Anyway, I got to talk to the engineer who originally was supposed to attend SML yet couldn't for whatever reason. He had been looking forward to attending SML and wasn't very happy that he couldn't attend. Yet he was happy to learn that years ago I used to work at a car stereo shop and had performed many custom car stereo installations and that I seemed to have a fully functional brain in my head.
Apparently the ZR3 and ZR4 front jammer heads are the same size and use the same external cases. The engineer mentioned that the top and bottom sides of the cases are not parallel but instead have a very slight slope or bevel relative to each other. This is due to the requirement for easy release from the injection molding die. The engineer told me to place my bubble level against the top side of the front shifter cases since the internal emitting LEDs are mounted parallel to the top side of the cases. The top sides of the cases have "THIS SIDE UP" stamped on them.
The level which I used at SML is a fairly small white pen level which I purchased from my local Ace Hardware store. It is a very accurate level considering its rather cheap price. We use them on our astronomical telescopes to indicate when the telescope is pointing straight up at the zenith. Using these levels, our telescopes are always pointing somewhere within their 20 arc minute (1/3 of a degree) field of view. That is pretty darned good for cheap levels!
I just got done measuring the front and rear thicknesses of the 9500ci front shifter head cases, and the depth of the shifter heads. I have calculated that there is a 1.7 degree angle difference between the top and the bottom sides of the shifter housings. That is significant. Assuming that you accidentally level your shifter heads by holding a level against the shifter case's bottom surface, then at 500 feet the most intense output of the head will be located at a point 14.8 feet below the installed height of your shifter head. This of course assumes that you are traveling on a flat roadway. At 800 feet (the average laser shot distance) then the most intense portion of your shifter head beams will be pointing nearly 24 feet below the installed height of your shifter heads!

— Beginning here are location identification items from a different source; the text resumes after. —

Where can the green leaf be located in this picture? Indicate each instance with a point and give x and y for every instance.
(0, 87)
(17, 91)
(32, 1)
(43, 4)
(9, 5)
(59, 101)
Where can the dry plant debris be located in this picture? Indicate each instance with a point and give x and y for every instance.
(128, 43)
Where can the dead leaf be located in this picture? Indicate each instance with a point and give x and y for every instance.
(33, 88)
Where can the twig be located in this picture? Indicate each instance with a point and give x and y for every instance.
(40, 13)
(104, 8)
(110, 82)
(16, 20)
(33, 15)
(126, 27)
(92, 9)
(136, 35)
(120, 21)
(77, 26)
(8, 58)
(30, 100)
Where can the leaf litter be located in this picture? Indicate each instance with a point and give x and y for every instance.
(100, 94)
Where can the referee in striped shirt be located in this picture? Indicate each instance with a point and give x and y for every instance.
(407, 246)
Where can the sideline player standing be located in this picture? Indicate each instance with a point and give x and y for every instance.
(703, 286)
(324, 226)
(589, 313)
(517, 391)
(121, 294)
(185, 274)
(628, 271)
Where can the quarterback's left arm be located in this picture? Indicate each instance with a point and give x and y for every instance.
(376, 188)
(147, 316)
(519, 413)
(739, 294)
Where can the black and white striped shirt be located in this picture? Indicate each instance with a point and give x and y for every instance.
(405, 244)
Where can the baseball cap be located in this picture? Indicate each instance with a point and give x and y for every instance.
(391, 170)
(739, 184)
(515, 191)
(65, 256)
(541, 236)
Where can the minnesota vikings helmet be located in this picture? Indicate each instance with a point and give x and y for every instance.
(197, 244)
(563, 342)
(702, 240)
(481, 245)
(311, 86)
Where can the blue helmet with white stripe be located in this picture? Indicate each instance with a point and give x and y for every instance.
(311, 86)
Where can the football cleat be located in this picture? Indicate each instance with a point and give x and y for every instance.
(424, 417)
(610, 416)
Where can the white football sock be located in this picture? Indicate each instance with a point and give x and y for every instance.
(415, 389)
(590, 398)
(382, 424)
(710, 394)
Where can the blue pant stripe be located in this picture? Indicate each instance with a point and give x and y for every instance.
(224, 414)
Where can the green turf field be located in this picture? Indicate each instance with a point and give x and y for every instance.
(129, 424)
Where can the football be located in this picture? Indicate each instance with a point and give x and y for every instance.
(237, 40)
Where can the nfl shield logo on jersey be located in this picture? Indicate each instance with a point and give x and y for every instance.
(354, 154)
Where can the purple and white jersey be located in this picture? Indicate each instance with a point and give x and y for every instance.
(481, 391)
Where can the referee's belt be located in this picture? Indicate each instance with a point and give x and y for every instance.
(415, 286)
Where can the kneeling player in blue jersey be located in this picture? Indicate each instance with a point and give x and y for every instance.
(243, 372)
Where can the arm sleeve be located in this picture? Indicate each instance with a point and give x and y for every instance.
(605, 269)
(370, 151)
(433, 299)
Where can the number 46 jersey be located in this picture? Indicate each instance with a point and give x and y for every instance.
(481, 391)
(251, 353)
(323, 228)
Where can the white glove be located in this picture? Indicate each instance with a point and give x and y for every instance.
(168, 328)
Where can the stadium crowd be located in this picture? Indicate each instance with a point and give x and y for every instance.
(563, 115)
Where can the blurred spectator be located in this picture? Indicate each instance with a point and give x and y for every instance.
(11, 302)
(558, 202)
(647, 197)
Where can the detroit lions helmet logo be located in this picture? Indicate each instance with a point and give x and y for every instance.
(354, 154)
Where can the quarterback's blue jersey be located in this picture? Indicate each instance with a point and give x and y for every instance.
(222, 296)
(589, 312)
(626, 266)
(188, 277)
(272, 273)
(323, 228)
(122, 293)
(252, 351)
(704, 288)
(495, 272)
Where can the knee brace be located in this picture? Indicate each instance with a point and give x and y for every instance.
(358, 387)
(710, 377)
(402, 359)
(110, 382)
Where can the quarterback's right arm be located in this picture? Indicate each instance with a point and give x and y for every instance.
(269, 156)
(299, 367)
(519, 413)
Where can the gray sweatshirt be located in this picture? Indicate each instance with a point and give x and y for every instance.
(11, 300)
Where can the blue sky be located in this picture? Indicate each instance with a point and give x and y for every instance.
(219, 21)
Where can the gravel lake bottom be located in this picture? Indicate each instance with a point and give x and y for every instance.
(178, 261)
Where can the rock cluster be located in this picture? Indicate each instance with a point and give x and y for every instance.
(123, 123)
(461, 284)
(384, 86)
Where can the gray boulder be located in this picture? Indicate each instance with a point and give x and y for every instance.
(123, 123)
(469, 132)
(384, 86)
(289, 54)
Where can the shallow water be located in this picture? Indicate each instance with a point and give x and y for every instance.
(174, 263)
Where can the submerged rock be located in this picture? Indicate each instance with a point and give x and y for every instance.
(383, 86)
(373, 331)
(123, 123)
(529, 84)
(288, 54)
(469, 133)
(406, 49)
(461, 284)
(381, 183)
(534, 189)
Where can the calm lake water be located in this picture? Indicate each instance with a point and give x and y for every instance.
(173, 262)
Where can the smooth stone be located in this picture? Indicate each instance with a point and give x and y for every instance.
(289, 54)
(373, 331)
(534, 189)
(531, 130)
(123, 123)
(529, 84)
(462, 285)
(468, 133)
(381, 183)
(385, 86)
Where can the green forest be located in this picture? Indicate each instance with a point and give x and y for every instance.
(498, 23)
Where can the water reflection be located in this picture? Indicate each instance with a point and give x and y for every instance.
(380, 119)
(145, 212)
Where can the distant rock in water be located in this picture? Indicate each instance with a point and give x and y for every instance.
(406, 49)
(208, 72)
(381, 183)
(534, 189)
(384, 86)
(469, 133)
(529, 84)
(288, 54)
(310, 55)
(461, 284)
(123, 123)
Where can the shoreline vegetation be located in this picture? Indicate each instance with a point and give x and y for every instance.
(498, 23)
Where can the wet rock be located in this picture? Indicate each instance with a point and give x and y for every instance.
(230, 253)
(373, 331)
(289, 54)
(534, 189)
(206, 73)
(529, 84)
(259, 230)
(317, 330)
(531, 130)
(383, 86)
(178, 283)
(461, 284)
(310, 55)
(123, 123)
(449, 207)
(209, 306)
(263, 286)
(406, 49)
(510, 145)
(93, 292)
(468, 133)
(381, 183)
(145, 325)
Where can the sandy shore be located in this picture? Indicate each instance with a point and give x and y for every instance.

I am heading out of town tomorrow to see my father one last time before he flies out of town, but when I return I will be taking apart one of the ZR4 shifter heads to confirm that its emitting LEDs are indeed aligned parallel relative to the top surface of the case. Nevertheless, I thought that I would pass this tidbit of information along to all of you who own ZR3, ZR4 or 9500ci systems. Escort's engineer said that leveling using the top side of the shifter cases results in very accurate leveling of the shifters.
On a side note, for those of you who must hold the Ace level against the bottom side of your shifters, I will slew one of our telescopes exactly 1.7 degrees north of the zenith and then take a photograph to show the exact displacement of the level's bubble. That way you can use the photo as a reference and level your shifters using the bottom side of the shifter housings.
Additionally, I want to create a spreadsheet which you can download. The spreadsheet will allow you to input the installed height of your front shifter/jammer heads, the average distance of laser shots in your locale, and the normal height of the laser gun (officer standing hand-held or officer seated in patrol car hand-held) in order to calculate the ideal very slight upward tilt for your shifter/jammer heads to assure maximum emitted signal intensity toward the laser gun. Hopefully this info will allow everyone, regardless of what shifter/jammer product they own, to fully tweak their present setup once they have their shifter/jammer heads installed in ideal locations.